A declassified Brazilian government study released last month called for the murder of President Jair Bolsonaro and dozens of other leftist politicians and military officials.
The highly classified report by the national armed forces described a bloody terrorist campaign by the Jundí militia in the late 1980s and early 1990s. The militia, or guerrilla group, staged a series of bloody attacks against the military government and civilians. Their members shot and bombed their targets and stole weapons and vehicles before being arrested.
Bolsonaro is one of 10 leaders and activists on the group’s wish list, alongside former president Fernando Collor de Mello, former President Agnelo Queiroz, and others, according to the ministry’s report.
The analysis makes no mention of the attacker’s chosen method: the murder of the leaders and military officials.
Still, police and other experts have made no secret of the militia’s preference to kill civilians, though some security experts and politicians have said the group occasionally killed military officials. A 2011 analysis by the Brazilian news magazine Veja found the militia executed at least 20 military personnel.
The study also said the militia took part in a third of attacks against government targets. The militia carried out at least seven attacks on General Carlos Alberto Mogica Amaral, known as Carlos the Jackal, the report said.
The report was obtained by the Jornal do Brasil, a government-owned newspaper, which published the full report along with images of the analysis.
Bolsonaro’s campaign and his party could not be reached for comment.
For weeks, Brazilians have been fascinated by the new president, elected last month. Though Bolsonaro is a law-and-order conservative, he has sought to further centrist policies and distance himself from the far-right, populist policies and ideology that followed the military dictatorship.

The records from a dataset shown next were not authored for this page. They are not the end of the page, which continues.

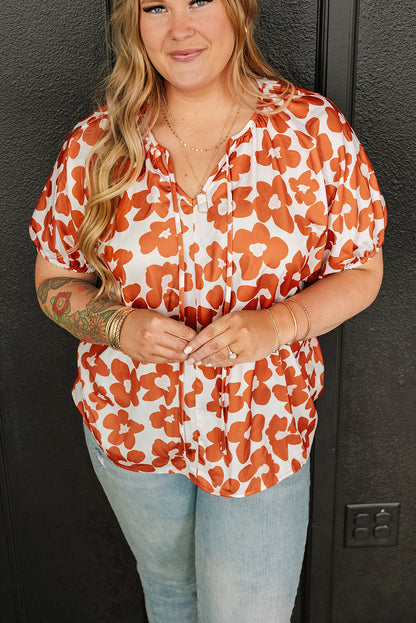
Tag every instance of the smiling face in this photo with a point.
(189, 42)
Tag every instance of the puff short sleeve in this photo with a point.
(61, 207)
(357, 215)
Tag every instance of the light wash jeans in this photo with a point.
(208, 559)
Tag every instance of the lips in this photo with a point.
(185, 56)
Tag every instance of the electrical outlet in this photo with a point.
(371, 525)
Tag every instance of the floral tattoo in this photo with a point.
(88, 324)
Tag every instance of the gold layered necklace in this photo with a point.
(201, 196)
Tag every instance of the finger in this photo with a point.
(208, 336)
(214, 350)
(179, 329)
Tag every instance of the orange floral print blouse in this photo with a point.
(293, 200)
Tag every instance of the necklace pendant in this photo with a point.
(202, 201)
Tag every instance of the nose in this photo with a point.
(181, 25)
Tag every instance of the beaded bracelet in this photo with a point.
(114, 325)
(308, 318)
(295, 324)
(276, 328)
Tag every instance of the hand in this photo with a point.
(150, 337)
(249, 334)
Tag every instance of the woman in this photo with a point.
(197, 235)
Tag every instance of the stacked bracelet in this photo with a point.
(276, 328)
(113, 327)
(295, 324)
(308, 318)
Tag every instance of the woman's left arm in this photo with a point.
(252, 335)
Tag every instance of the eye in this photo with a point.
(155, 9)
(200, 2)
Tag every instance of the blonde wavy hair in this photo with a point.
(133, 94)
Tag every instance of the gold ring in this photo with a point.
(231, 355)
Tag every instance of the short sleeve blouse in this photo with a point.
(293, 200)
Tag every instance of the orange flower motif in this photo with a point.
(257, 390)
(258, 247)
(280, 437)
(79, 190)
(126, 391)
(296, 271)
(360, 176)
(93, 362)
(124, 430)
(272, 201)
(214, 452)
(116, 260)
(162, 236)
(217, 476)
(341, 163)
(275, 151)
(347, 252)
(63, 205)
(163, 282)
(245, 432)
(261, 468)
(262, 294)
(131, 295)
(345, 205)
(240, 165)
(160, 384)
(242, 206)
(100, 397)
(134, 456)
(168, 453)
(215, 298)
(216, 268)
(304, 188)
(190, 397)
(166, 419)
(153, 199)
(230, 487)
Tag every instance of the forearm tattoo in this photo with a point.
(87, 324)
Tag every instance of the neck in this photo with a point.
(192, 102)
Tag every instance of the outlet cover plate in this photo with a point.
(371, 525)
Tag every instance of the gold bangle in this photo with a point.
(295, 324)
(308, 318)
(276, 328)
(114, 325)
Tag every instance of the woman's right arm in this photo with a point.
(68, 298)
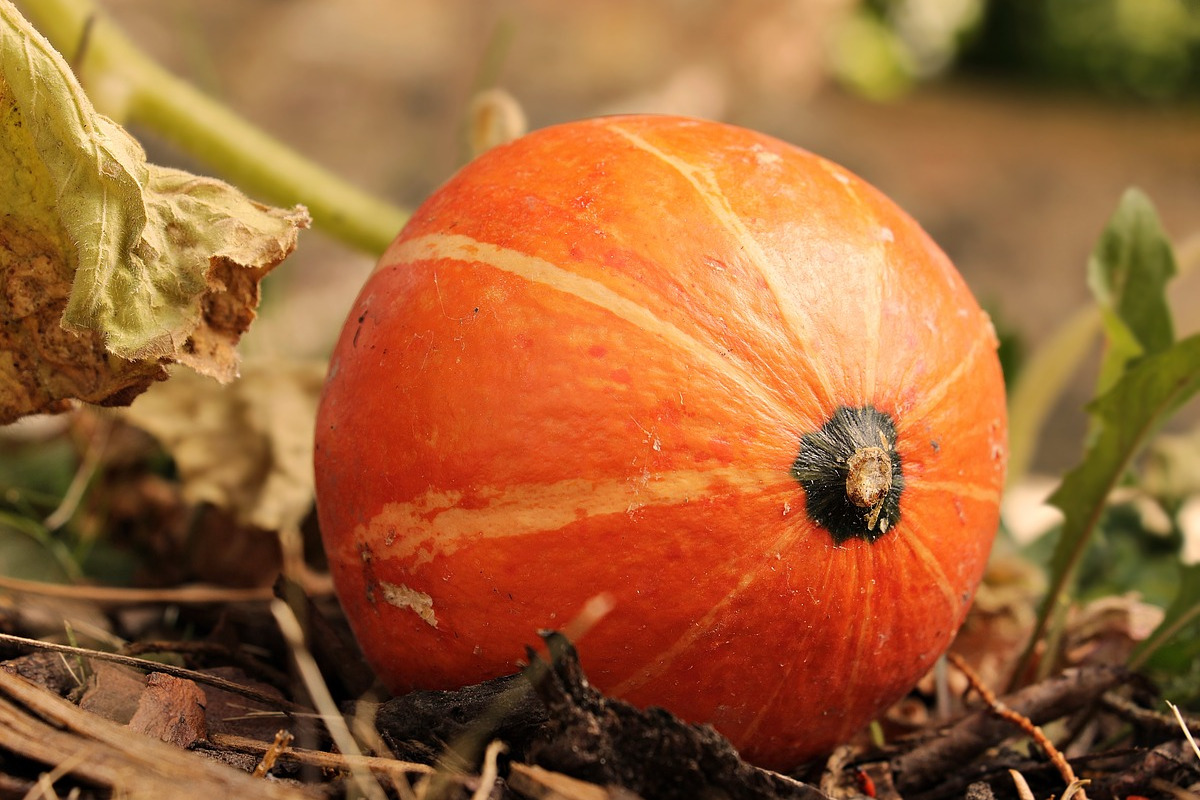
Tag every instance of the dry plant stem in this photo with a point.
(490, 773)
(276, 749)
(1020, 721)
(382, 767)
(1176, 792)
(1183, 725)
(208, 130)
(322, 698)
(973, 734)
(192, 595)
(46, 728)
(154, 666)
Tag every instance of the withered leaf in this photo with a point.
(245, 447)
(111, 268)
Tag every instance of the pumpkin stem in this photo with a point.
(851, 474)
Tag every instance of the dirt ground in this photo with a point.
(1014, 182)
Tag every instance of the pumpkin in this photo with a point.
(687, 366)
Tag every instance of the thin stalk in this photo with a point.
(129, 85)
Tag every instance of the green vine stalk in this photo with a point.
(127, 84)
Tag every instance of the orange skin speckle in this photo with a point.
(586, 366)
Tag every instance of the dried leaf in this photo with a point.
(245, 447)
(109, 266)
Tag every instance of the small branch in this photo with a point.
(382, 767)
(977, 732)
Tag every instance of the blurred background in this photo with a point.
(1007, 127)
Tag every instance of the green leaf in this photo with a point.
(1128, 272)
(1144, 397)
(1182, 611)
(1041, 384)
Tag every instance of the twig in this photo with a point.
(154, 666)
(41, 726)
(277, 747)
(1023, 722)
(1050, 699)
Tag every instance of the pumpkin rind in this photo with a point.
(588, 364)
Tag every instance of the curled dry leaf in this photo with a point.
(109, 266)
(245, 447)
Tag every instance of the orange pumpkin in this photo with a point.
(689, 366)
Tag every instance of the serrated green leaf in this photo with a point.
(1182, 611)
(1144, 397)
(1128, 272)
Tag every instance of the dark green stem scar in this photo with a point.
(851, 474)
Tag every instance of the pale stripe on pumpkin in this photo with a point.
(457, 247)
(772, 269)
(432, 524)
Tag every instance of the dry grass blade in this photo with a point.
(1187, 731)
(154, 666)
(1023, 787)
(46, 728)
(490, 773)
(383, 767)
(193, 595)
(321, 696)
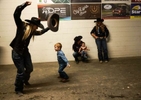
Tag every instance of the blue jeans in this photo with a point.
(24, 67)
(102, 49)
(61, 71)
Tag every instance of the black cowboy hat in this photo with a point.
(99, 20)
(36, 21)
(77, 38)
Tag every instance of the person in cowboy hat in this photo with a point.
(20, 54)
(100, 33)
(76, 46)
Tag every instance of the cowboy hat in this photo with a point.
(36, 21)
(99, 20)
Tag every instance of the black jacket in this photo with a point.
(17, 43)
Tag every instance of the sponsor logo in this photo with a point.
(107, 6)
(50, 10)
(136, 9)
(81, 10)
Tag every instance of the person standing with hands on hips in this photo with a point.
(100, 33)
(20, 53)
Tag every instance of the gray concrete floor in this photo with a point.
(119, 79)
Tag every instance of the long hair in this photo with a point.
(28, 31)
(102, 26)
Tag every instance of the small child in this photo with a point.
(83, 50)
(62, 61)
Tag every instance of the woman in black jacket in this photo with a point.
(20, 54)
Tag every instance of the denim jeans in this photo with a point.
(24, 67)
(102, 49)
(61, 72)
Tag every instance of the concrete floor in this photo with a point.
(119, 79)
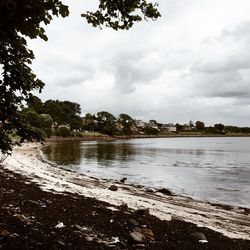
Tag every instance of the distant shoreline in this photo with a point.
(229, 220)
(113, 138)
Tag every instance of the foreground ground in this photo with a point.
(34, 219)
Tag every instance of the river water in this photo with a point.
(215, 169)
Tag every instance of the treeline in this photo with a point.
(62, 118)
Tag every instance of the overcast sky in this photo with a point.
(191, 64)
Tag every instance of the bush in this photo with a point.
(150, 131)
(48, 132)
(64, 132)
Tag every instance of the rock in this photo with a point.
(165, 191)
(60, 225)
(36, 203)
(148, 233)
(139, 246)
(123, 206)
(133, 223)
(21, 219)
(198, 236)
(89, 238)
(142, 211)
(176, 217)
(113, 188)
(60, 243)
(137, 237)
(4, 232)
(123, 180)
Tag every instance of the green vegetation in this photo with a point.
(24, 19)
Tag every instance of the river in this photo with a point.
(215, 169)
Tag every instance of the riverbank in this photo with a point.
(102, 137)
(44, 204)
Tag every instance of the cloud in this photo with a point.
(222, 68)
(192, 64)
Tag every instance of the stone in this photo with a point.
(198, 236)
(123, 206)
(36, 203)
(133, 223)
(148, 233)
(142, 211)
(165, 191)
(4, 232)
(178, 218)
(113, 188)
(137, 237)
(123, 180)
(21, 219)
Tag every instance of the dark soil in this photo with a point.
(29, 216)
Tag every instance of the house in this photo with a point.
(169, 127)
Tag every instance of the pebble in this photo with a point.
(113, 188)
(137, 237)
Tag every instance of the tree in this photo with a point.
(199, 125)
(35, 103)
(64, 112)
(89, 122)
(151, 131)
(219, 127)
(127, 122)
(106, 123)
(26, 18)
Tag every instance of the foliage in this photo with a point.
(106, 123)
(199, 125)
(24, 19)
(62, 131)
(64, 112)
(89, 122)
(151, 131)
(219, 127)
(121, 14)
(127, 122)
(179, 127)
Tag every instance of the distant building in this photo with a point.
(187, 127)
(140, 124)
(170, 127)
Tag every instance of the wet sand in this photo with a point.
(80, 200)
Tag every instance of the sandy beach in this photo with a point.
(233, 223)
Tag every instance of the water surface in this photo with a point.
(212, 168)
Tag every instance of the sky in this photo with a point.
(191, 64)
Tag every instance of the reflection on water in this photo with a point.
(216, 169)
(64, 153)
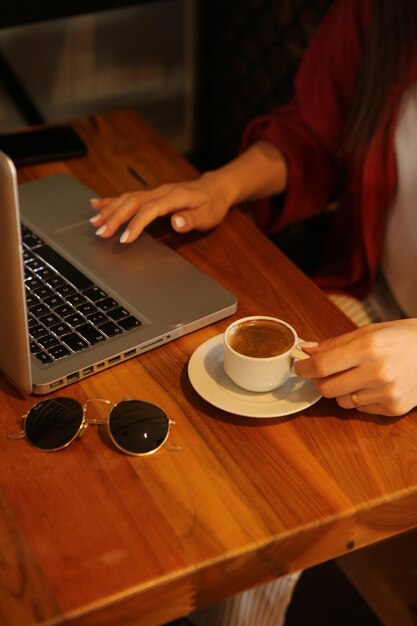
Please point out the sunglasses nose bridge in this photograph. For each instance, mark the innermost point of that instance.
(83, 428)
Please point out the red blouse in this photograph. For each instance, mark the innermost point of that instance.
(308, 132)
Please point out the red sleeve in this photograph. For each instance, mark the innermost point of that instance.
(308, 130)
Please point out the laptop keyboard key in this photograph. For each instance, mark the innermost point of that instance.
(48, 341)
(94, 293)
(74, 341)
(117, 313)
(87, 308)
(37, 331)
(110, 329)
(44, 357)
(59, 352)
(60, 329)
(49, 320)
(54, 301)
(129, 322)
(64, 310)
(97, 318)
(38, 309)
(107, 304)
(74, 320)
(90, 333)
(65, 290)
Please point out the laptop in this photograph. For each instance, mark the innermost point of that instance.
(72, 304)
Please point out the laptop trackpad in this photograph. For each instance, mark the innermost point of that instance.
(108, 256)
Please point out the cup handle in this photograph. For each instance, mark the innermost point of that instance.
(297, 354)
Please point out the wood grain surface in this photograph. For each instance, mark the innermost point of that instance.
(91, 537)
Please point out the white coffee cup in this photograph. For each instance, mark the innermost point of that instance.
(259, 352)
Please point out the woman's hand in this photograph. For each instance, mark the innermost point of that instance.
(377, 362)
(199, 204)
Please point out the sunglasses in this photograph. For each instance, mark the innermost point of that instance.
(134, 426)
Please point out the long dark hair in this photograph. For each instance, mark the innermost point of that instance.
(390, 44)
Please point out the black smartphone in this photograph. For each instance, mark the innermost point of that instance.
(54, 143)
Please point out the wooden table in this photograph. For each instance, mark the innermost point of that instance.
(91, 537)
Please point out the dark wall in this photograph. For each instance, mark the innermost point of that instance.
(249, 51)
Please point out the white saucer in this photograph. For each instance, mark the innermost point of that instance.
(210, 381)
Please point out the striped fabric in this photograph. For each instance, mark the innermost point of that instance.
(262, 606)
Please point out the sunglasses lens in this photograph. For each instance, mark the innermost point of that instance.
(138, 427)
(53, 423)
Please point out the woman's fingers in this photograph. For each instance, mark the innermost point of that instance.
(192, 205)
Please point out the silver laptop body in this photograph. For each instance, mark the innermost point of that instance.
(151, 284)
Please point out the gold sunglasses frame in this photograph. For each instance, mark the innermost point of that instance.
(86, 421)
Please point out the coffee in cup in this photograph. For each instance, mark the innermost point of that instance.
(259, 352)
(261, 338)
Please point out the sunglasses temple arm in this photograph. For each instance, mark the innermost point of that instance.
(97, 422)
(18, 435)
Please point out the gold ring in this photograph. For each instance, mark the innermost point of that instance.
(354, 398)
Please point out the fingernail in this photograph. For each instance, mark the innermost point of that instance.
(101, 230)
(309, 344)
(124, 237)
(179, 221)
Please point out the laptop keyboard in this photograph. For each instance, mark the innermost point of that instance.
(67, 312)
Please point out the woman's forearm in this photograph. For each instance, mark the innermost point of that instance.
(259, 172)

But the leaked report has not gone over well with Bolsonaro’s supporters. Ana Carreira, a congresswoman and a supporter of Bolsonaro, took to Twitter to criticise the military for the leaked document. “The enemy of leftists has embarked on a bloody attack, but how will those who predicted it?” she wrote.
The study found that the Jundí militia members’ motivations for violence ranged from the economic to the cultural. Militia members frequently complained about unfair discrimination and economic disadvantages in education and job opportunities, even as they typically sought lower taxes and small government.
Militia members engaged in strong anti-cultural influence, especially that of the military. Their religious beliefs were described as largely anti-Semetic. Some reports said the group’s most devout members believed in a form of anti-theism, opposing religious groups.
The report called for the deaths of, among others, the former leader of the Brazilian Social Democratic Party, Alfonso Chiquito Anisimoro; Oceania Morais, a progressive TV journalist; and members of the National Conference of Veteran Religious Organizations, to be carried out in revenge for the deaths of civilians by the paramilitary forces.
Some Brazilians took the report as an attempt to silence dissent. Eduardo Bonilla, a 33-year-old model and activist who was released from prison as part of a landmark peace accord between Brazil and human rights groups, called on the government to turn over the classified documents.